We hypothesized that we would then see significant effects of congruency on mean amplitudes of the ERP marker identified in Experiment 1 in a block of trials with diatonic tone sequences, i.e., in a replication of Experiment 1. We further hypothesized that there would be no such effects in a block of trials with non-diatonic tone sequences. The central assumption is that Western listeners possess musical long-term knowledge about the former but not about the latter if the latter is carefully constructed to not correspond to diatonic music. The stimuli thus differ in their familiarity.

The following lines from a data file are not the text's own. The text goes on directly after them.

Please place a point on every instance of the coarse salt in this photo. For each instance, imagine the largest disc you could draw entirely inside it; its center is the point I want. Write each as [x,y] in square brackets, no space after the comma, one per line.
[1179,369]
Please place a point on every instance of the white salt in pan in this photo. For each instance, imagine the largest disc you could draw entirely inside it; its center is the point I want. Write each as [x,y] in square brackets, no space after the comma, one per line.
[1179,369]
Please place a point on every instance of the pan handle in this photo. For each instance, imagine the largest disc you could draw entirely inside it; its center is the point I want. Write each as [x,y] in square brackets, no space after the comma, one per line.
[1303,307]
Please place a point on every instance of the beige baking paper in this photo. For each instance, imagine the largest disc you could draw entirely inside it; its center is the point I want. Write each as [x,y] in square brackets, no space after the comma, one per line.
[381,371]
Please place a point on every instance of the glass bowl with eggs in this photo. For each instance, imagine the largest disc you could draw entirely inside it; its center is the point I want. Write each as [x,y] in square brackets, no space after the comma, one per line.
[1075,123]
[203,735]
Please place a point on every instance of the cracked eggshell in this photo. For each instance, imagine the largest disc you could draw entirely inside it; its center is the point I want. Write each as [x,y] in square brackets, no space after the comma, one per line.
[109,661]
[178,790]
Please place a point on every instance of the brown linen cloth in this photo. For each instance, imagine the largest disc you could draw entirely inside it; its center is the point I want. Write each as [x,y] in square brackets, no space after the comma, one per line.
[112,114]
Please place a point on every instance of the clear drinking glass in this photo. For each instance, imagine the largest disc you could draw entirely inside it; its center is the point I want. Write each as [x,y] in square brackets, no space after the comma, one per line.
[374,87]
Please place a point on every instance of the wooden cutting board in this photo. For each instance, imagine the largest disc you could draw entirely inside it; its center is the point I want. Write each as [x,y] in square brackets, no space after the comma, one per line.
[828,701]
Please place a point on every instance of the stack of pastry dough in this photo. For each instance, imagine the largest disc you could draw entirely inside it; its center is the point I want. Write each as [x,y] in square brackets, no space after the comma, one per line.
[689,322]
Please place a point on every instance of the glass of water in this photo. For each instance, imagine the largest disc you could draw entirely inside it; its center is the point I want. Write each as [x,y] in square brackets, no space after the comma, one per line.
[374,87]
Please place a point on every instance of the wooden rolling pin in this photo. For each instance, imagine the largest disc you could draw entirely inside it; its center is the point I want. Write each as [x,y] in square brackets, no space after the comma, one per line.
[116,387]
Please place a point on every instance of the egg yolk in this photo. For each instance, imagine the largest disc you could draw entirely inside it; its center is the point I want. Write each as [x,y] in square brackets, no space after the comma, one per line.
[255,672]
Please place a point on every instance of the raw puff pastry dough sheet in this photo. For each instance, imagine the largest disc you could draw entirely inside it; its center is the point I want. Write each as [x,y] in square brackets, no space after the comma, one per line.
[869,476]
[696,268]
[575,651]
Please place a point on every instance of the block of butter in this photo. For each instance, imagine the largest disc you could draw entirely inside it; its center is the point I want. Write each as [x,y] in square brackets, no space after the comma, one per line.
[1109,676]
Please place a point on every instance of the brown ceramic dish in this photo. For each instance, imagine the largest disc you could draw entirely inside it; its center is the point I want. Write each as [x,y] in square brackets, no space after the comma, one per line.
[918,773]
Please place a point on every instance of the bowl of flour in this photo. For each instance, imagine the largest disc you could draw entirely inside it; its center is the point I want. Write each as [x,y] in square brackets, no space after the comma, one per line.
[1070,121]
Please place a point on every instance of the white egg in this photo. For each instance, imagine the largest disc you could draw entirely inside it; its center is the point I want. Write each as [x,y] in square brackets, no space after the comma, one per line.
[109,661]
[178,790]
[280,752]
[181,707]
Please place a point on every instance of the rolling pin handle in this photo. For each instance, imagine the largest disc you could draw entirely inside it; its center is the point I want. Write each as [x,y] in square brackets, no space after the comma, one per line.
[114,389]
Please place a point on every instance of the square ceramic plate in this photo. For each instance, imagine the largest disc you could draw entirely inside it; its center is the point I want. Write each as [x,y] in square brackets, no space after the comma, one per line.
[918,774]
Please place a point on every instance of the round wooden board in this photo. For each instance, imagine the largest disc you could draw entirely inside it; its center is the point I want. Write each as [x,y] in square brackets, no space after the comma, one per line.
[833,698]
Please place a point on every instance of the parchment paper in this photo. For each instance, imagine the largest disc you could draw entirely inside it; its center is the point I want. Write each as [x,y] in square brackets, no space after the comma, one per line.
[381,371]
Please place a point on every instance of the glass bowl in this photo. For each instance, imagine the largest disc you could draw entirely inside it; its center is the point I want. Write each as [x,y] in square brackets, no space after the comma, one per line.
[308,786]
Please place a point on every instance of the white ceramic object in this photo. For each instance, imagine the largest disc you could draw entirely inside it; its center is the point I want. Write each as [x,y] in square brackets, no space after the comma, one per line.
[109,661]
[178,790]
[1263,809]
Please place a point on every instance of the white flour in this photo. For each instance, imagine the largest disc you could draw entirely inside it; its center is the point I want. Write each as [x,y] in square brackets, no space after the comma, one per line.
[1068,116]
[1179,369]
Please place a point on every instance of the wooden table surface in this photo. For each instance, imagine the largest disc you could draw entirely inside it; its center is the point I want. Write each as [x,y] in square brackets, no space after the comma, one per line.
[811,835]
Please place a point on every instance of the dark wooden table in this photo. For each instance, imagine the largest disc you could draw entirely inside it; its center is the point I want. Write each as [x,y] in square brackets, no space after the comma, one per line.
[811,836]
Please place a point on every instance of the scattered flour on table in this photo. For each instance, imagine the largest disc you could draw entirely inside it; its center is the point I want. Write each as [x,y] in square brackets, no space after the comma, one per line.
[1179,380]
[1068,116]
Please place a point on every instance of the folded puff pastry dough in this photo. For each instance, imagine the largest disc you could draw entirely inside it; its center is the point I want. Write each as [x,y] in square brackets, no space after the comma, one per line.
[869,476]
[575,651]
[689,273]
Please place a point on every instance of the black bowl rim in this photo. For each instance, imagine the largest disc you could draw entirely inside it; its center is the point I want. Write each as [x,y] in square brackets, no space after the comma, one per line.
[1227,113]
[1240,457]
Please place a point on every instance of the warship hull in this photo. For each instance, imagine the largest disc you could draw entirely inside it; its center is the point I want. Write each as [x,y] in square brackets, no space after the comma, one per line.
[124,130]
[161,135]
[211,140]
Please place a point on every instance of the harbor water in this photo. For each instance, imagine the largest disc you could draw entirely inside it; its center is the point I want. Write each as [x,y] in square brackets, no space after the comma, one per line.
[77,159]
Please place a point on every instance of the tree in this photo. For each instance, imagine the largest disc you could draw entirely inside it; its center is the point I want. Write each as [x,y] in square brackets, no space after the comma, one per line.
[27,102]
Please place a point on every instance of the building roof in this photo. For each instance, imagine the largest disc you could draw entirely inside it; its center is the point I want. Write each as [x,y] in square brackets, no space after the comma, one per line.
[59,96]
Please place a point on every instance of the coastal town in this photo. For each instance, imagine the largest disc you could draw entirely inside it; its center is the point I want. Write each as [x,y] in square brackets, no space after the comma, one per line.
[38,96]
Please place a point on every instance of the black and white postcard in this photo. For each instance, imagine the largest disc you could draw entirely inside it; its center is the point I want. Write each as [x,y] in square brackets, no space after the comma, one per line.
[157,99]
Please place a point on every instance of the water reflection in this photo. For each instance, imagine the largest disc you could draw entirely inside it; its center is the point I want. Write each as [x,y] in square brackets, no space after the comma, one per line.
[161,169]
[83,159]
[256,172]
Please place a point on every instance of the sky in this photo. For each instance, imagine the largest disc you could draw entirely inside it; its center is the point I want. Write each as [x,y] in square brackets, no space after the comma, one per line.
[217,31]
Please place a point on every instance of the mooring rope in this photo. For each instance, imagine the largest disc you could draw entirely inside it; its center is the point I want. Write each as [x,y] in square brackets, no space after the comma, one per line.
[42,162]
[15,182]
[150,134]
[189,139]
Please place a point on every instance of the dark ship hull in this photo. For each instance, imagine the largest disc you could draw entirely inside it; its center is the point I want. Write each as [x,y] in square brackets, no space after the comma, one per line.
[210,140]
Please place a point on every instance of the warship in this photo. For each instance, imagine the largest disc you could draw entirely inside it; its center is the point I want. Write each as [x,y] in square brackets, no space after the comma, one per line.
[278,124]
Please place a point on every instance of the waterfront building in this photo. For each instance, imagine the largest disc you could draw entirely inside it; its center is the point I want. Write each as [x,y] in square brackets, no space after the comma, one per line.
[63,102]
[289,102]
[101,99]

Here, participants listened to diatonic tone sequences followed by diatonic, i.e., congruent, or non-diatonic, i.e., incongruent probe tones as well as tone sequences from an unfamiliar, non-diatonic music system followed by congruent and incongruent probe tones. They assessed each probe tone’s fit to the tone sequences while we collected their EEG data. Activity at the three midline ROIs is shown in Fig. 2. Differences in mean amplitude in the same time window used in Experiment 2 were analyzed statistically to determine whether brain activity differentiated between congruent and incongruent probe tones. While the tone sequences were generated from different music systems in the two blocks, the same probe tones were used in both blocks.

Figure 2
figure 2

Average EEG activity at three ROIs following incongruent and congruent probe tones following tone sequences from the familiar and unfamiliar music systems. The time window of interest is shaded in blue. ROIs were formed by averaging signals across electrodes around three midline electrodes, Fz, Cz, and Pz, based on the morphology of the EEG net (channel numbers indicate the electrode nomenclature of the Geodesic Sensor Net—frontal: 4, 5, 11 (Fz), 12, 16, 19; central: 7, 31, 55, 80 106, 129 (Cz); parietal: 61, 62 (Pz), 67, 72, 77, 78).

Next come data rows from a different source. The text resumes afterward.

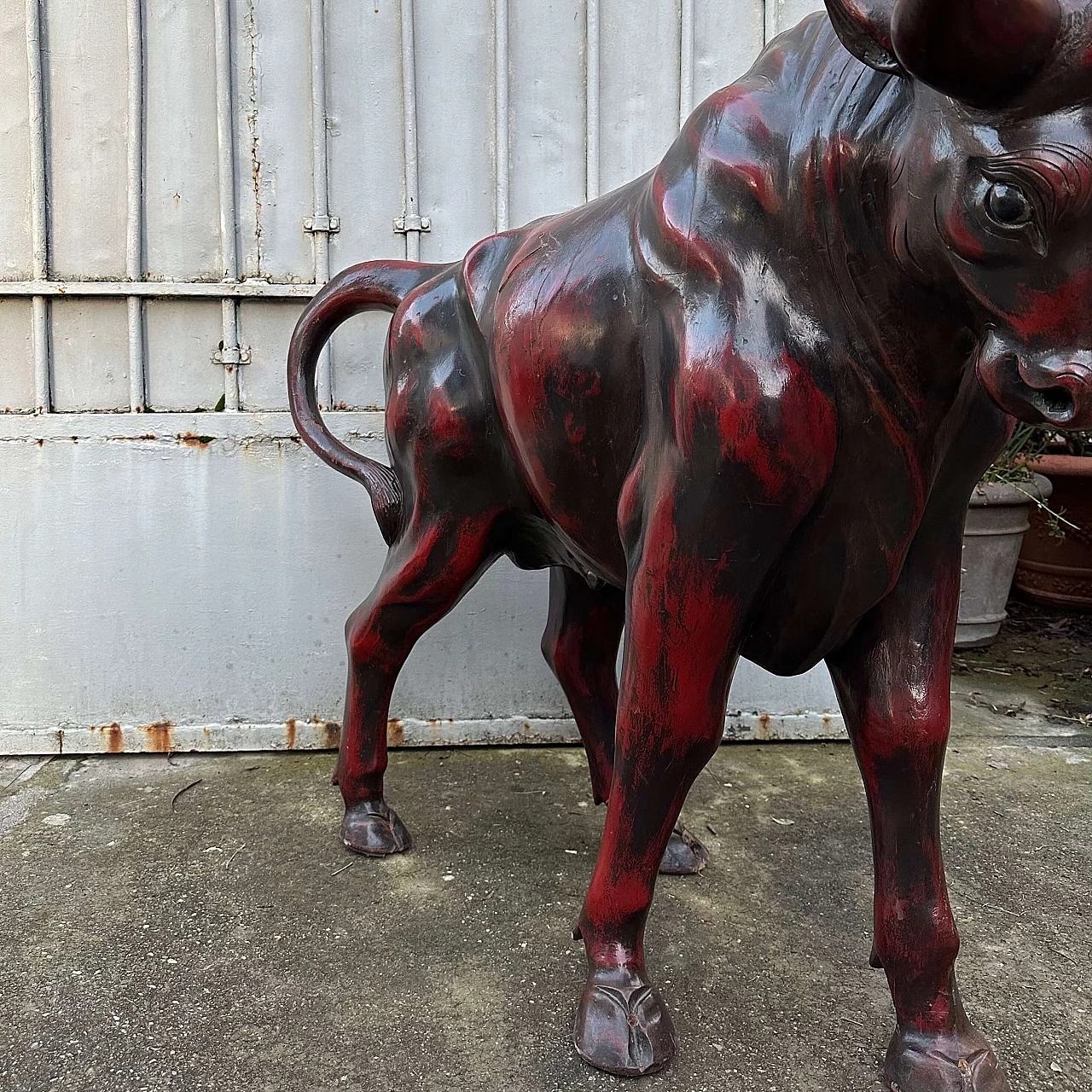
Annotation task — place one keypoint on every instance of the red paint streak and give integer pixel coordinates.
(769, 416)
(1061, 316)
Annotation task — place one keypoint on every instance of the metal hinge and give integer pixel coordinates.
(327, 224)
(404, 224)
(232, 355)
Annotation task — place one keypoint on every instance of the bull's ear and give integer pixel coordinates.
(865, 30)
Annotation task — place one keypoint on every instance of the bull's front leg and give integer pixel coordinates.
(581, 647)
(699, 550)
(893, 682)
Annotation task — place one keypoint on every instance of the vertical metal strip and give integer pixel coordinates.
(135, 233)
(39, 229)
(686, 61)
(321, 182)
(410, 130)
(225, 147)
(593, 100)
(503, 132)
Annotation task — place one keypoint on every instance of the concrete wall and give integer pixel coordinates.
(183, 577)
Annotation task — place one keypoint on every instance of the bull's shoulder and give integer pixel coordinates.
(767, 409)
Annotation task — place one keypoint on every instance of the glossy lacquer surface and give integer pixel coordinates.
(738, 408)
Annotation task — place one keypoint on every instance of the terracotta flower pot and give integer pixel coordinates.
(1053, 572)
(996, 522)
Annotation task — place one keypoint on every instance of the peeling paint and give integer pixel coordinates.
(250, 28)
(159, 736)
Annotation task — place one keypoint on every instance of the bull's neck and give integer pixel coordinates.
(845, 160)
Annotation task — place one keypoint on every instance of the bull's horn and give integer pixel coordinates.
(865, 30)
(979, 51)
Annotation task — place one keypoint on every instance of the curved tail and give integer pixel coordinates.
(366, 288)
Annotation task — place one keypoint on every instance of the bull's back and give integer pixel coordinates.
(565, 331)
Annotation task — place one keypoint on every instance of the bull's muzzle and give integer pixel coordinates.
(1042, 389)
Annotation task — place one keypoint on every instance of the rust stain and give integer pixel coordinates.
(159, 736)
(192, 440)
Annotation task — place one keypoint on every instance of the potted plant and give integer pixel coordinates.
(996, 523)
(1055, 565)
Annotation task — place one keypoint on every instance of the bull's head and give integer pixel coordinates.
(994, 188)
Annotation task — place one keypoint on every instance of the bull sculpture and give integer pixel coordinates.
(738, 406)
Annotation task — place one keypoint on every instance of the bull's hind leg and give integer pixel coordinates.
(581, 647)
(428, 570)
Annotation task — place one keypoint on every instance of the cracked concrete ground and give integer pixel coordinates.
(194, 923)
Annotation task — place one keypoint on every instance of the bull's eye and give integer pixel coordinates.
(1008, 206)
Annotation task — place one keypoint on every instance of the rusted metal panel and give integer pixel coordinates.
(166, 153)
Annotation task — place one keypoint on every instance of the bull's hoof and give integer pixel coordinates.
(375, 829)
(960, 1061)
(685, 855)
(623, 1025)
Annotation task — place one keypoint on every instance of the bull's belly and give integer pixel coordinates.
(573, 449)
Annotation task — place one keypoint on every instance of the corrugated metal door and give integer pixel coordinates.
(179, 175)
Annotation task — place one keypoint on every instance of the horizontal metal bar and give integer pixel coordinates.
(165, 289)
(354, 425)
(311, 734)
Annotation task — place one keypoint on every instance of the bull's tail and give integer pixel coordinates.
(370, 287)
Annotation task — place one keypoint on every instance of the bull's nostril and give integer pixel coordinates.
(1055, 404)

The mean amplitudes of the ERP marker identified in Experiment 1 at the three midline ROIs were analyzed in an ANOVA with factors Music System (familiar, unfamiliar), ROI (frontal, central, parietal), and Probe Tone (C, C♯, F♯, G). There were significant main effects of Music System, F(1,33) = 5.449, p = 0.026, η2 = 0.142, and ROI, F(2,66) = 48.153, p < 0.001, η2 = 0.593, but not Probe Tone, F(3,99) = 8.90, p = 0.449, η2 = 0.026. A significant three-way interaction of these factors was found, F(6,198) = 2.84, p = 0.011, η2 = 0.079. No other interaction effects were significant, ps > 0.05.

To investigate what drove the significant three-way interaction, follow-up ANOVAs with the factors Congruency (congruentfamiliar: C, G, incongruentfamiliar: C♯, F♯; congruentunfamiliar: C, F♯, incongruentunfamiliar: C♯, G) and Tone Height (low: C, C♯, high: F♯, G) were conducted for each music system and for each ROI separately. There were no significant main effects of Tone Height nor significant interactions of Congruency and Tone Height at any ROI, ps > 0.05. The main effect of Congruency was significant at frontal electrodes for the familiar music system, F(1,33) = 8.83, p = 0.006, η2 = 0.211, but not for the unfamiliar system, F(1,33) = 0.52, p = 0.476, η2 = 0.015, nor at any other ROI, ps > 0.05. Mean amplitudes at frontal electrodes for each probe tone are shown in Fig. 3 along average probe-tone ratings.

Figure 3
figure 3

Average probe-tone ratings calculated from two-alternative forced choice probe-tone judgements in Experiment 2 for each probe tone with corresponding ERP amplitude at frontal electrodes over 40 ms centered around the positive peak in the time window identified in Experiment 1. Error bars indicate standard errors of the mean adjusted for between-subject variability. Patterned bars indicate averaged probe-tone ratings for incongruent probe tones. Empty bars indicate averaged probe-tone ratings for congruent probe tones.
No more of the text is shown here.